We asked our panel of experts how they think forecasting technology might change in the near future and where it could be in 10 years’ time.
What can we expect in the next few years?
A broader range of sources will be used to produce more accurate forecasts
Forecasters will begin to tap into multiple Big Data sources.
Moving beyond basic call volume weighting, forecasters will be accessing a broad range of internal and external data sets in order to build the most accurate forecasts possible.
With thanks to Daniel Stimpson at Sabio
Forecasting will fully adapt to a multichannel environment – including video
As more and more employees are becoming multiskilled, forecasting will continue to develop to take into account emerging channels.
With the growth of chat and text, forecasting processes are being amended to focus on the move away from voice and email. The use of video for customer contact is also being incorporated into the standard WFM process.
The user interface will continue to become more intuitive
We have already started to see the emergence of mobile workforce optimisation, with forecasting becoming fully web based and with a more graphical user interface.
The user interface will continue to become more intuitive, making it easier for employees outside of the planning team to run their own forecasts. This will be coupled with increased “What If” capabilities, to allow various forecast scenarios to be produced in a very simple manner.
Re-forecasting will improve reaction times to unexpected events
Real-time management will be assisted by accurate re-forecasting in real time. This will allow the automated movement of resources to combat unexpected events.
Desktop monitoring will also provide a means to introduce schedule adherence for back-office processes, which will help to identify process issues and also provide accurate timings for forecasting purposes.
Forecasting parameters will also start to use the data provided by other applications, such as speech analytics and business intelligence tools, which will provide more insight into demand drivers and enable greater accuracy of forecasts.
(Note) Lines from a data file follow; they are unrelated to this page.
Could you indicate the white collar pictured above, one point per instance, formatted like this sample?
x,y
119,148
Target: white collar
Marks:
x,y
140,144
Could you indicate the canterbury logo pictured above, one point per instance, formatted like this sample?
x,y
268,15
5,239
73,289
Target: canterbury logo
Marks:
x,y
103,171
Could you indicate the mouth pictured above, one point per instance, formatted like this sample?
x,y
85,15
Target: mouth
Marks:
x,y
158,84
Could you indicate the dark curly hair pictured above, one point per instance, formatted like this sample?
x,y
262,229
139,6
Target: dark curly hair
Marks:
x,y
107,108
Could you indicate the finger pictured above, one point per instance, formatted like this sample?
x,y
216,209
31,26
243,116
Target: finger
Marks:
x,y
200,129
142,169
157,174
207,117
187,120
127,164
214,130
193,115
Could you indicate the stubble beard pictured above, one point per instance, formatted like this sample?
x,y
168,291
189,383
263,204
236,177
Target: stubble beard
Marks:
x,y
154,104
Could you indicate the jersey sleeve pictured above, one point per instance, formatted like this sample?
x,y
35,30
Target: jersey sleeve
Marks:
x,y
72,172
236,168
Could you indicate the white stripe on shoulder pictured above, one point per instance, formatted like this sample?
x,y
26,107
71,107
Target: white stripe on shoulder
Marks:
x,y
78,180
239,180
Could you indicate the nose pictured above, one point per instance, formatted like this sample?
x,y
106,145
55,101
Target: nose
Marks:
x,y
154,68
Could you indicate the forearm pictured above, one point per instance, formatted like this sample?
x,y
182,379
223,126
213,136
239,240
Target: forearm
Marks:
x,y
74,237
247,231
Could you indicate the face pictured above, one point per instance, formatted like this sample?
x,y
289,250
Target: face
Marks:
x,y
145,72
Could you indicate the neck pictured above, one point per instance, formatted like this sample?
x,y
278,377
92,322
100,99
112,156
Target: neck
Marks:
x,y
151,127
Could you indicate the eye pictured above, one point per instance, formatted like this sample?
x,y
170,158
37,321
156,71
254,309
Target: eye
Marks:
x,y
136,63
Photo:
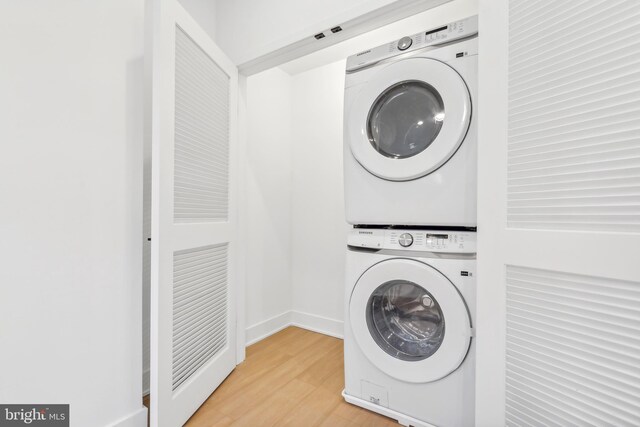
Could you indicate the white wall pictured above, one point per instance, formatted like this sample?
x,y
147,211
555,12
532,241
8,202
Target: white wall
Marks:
x,y
247,29
204,13
319,229
312,132
268,180
71,191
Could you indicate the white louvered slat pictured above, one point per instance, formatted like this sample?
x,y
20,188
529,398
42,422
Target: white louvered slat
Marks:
x,y
201,152
574,108
573,349
199,308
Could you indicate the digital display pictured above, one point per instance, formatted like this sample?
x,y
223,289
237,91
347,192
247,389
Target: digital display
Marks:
x,y
437,236
436,30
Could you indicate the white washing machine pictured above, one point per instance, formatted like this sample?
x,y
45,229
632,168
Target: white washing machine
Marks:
x,y
410,130
408,339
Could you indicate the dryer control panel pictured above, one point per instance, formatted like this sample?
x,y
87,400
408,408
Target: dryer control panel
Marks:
x,y
436,36
413,240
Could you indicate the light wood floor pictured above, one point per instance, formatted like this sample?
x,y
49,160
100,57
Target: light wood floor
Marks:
x,y
292,378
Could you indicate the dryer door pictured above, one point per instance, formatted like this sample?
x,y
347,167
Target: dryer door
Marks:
x,y
410,320
409,119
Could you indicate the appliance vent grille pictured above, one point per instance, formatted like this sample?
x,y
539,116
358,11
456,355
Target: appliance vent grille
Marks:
x,y
573,349
199,308
201,155
574,109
Improved back-office integration
Improved forecasting models will develop to take into account the longer service levels required for back-office processes. This will work in conjunction with easier integrations to back-office applications.
Forecasting will also start to be used outside of the customer contact areas. Other areas of the business that are demand driven or require staffing profiles will be able to utilise the forecasting capabilities.
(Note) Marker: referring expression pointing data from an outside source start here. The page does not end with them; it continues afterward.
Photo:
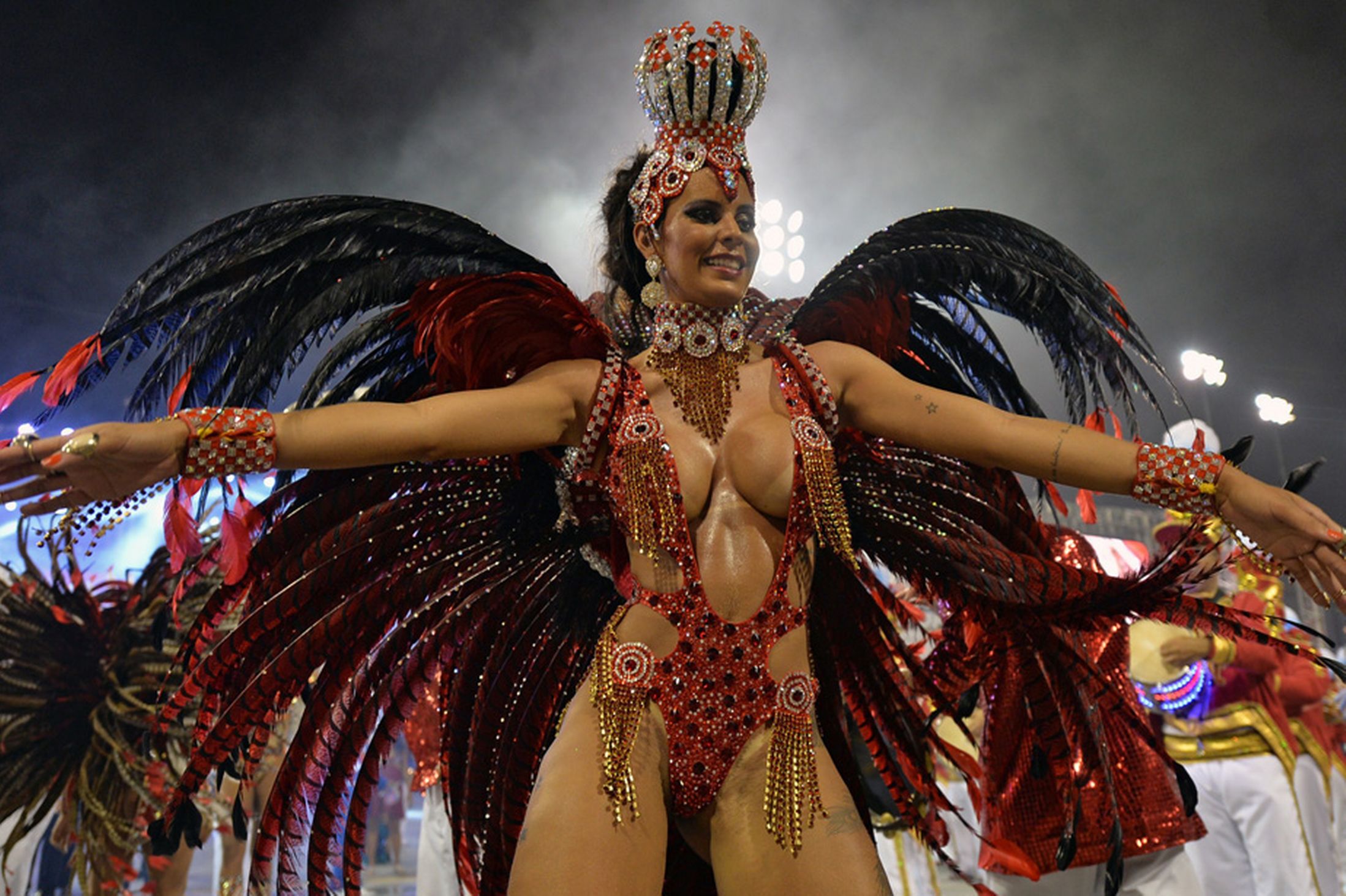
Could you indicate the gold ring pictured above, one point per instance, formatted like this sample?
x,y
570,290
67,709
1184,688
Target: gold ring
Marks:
x,y
83,446
25,440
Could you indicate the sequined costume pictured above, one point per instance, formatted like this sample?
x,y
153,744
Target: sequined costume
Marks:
x,y
1302,689
1029,829
83,665
714,689
492,582
1241,755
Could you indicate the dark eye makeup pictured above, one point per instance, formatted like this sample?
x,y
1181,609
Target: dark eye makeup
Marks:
x,y
709,211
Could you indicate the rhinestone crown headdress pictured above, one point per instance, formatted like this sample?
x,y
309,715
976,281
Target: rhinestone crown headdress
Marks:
x,y
688,131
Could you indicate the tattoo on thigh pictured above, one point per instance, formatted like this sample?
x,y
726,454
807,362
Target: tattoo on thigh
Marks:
x,y
843,819
1056,455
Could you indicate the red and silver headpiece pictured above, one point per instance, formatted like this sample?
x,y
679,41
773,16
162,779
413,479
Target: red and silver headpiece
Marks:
x,y
689,129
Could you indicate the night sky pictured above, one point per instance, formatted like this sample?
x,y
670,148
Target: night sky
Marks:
x,y
1196,160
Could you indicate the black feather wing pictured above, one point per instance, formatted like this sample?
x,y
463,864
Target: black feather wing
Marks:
x,y
914,293
241,302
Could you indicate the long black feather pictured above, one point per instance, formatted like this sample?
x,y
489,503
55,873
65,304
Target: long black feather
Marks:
x,y
243,302
952,263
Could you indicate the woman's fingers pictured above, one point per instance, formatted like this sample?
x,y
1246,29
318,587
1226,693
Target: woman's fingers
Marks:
x,y
15,462
1331,559
1331,530
39,486
1301,573
1321,582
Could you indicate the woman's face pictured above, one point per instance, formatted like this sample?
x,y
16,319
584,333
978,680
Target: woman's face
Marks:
x,y
707,243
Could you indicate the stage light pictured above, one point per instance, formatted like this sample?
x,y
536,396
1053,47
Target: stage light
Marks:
x,y
782,244
1274,409
1198,365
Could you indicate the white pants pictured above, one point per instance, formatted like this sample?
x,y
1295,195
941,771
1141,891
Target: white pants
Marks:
x,y
1317,817
1340,819
909,864
964,845
1165,873
18,870
1255,845
436,867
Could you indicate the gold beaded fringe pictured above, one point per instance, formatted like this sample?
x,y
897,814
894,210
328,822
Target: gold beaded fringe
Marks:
x,y
651,508
825,500
703,388
792,779
619,710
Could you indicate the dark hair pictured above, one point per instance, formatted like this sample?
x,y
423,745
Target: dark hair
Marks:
x,y
622,263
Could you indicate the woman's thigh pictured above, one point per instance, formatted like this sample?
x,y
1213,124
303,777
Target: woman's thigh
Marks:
x,y
570,843
837,856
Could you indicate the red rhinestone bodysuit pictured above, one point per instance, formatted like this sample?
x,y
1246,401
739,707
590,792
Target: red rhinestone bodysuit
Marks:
x,y
714,689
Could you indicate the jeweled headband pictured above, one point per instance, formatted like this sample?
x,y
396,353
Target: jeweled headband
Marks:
x,y
689,131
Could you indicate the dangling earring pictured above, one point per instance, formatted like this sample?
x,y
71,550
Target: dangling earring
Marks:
x,y
652,293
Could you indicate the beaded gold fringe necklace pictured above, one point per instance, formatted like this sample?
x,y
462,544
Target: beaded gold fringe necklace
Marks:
x,y
699,353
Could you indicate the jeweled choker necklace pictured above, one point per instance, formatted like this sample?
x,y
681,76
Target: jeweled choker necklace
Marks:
x,y
699,353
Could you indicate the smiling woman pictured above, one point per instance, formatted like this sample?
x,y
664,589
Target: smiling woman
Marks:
x,y
629,562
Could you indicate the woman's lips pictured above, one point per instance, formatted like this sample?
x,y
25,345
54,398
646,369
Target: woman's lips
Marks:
x,y
728,265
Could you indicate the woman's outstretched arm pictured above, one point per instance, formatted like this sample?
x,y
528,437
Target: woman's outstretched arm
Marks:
x,y
878,400
545,408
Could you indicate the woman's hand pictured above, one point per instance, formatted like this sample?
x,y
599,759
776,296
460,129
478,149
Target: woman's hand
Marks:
x,y
1293,530
1185,650
119,459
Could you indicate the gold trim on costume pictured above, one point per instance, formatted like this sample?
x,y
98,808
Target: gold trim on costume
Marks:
x,y
1317,753
1238,729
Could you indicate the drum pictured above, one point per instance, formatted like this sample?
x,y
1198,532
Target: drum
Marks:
x,y
1160,687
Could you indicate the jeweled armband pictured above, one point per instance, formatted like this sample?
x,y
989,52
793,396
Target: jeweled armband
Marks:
x,y
1177,478
228,440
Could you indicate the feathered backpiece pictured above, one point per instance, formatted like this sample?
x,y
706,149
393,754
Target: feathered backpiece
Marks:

With thanks to David Evans at Business Systems
Routing decisions will be based on up-to-the-minute schedules
The near future of forecasting is part of a fully integrated workforce management solution that includes a routing system.
This will enable routing decisions to be made based on individual employee schedules and for the right resource to be selected for each task or customer interaction – based on up-to-the-minute schedules and skills information.
With thanks to Lucille Needham at Genesys
An increased focus on how ‘channel hop’ impacts resources
Forecasting teams will begin to monitor channel shift and be able to identify transactions that move to different channels and provide useful predictions about the impact on the new channels.
For example, “when voice decreases what is the knock-on impact for email or webchat?” and “How are agents affected and what new skills will they need?”.
There will also be monitoring of new customer journeys, in particular considering how ‘channel hop’ impacts resource.
For example, if an interaction starts on social or webchat then moves to email or voice, it remains a single transaction with different channel touchpoints and often may need the same agent.
Demographic data will be used to predict when customers will make contact
Forecasters will begin using relevant demographic data to predict when a customer may contact an organisation.
Predictive data will also be used to proactively contact customers before they ask for customer service.
With thanks to Lynley Meyers at Netcall
A ‘forecasting confidence measure’ will replace ‘forecast accuracy’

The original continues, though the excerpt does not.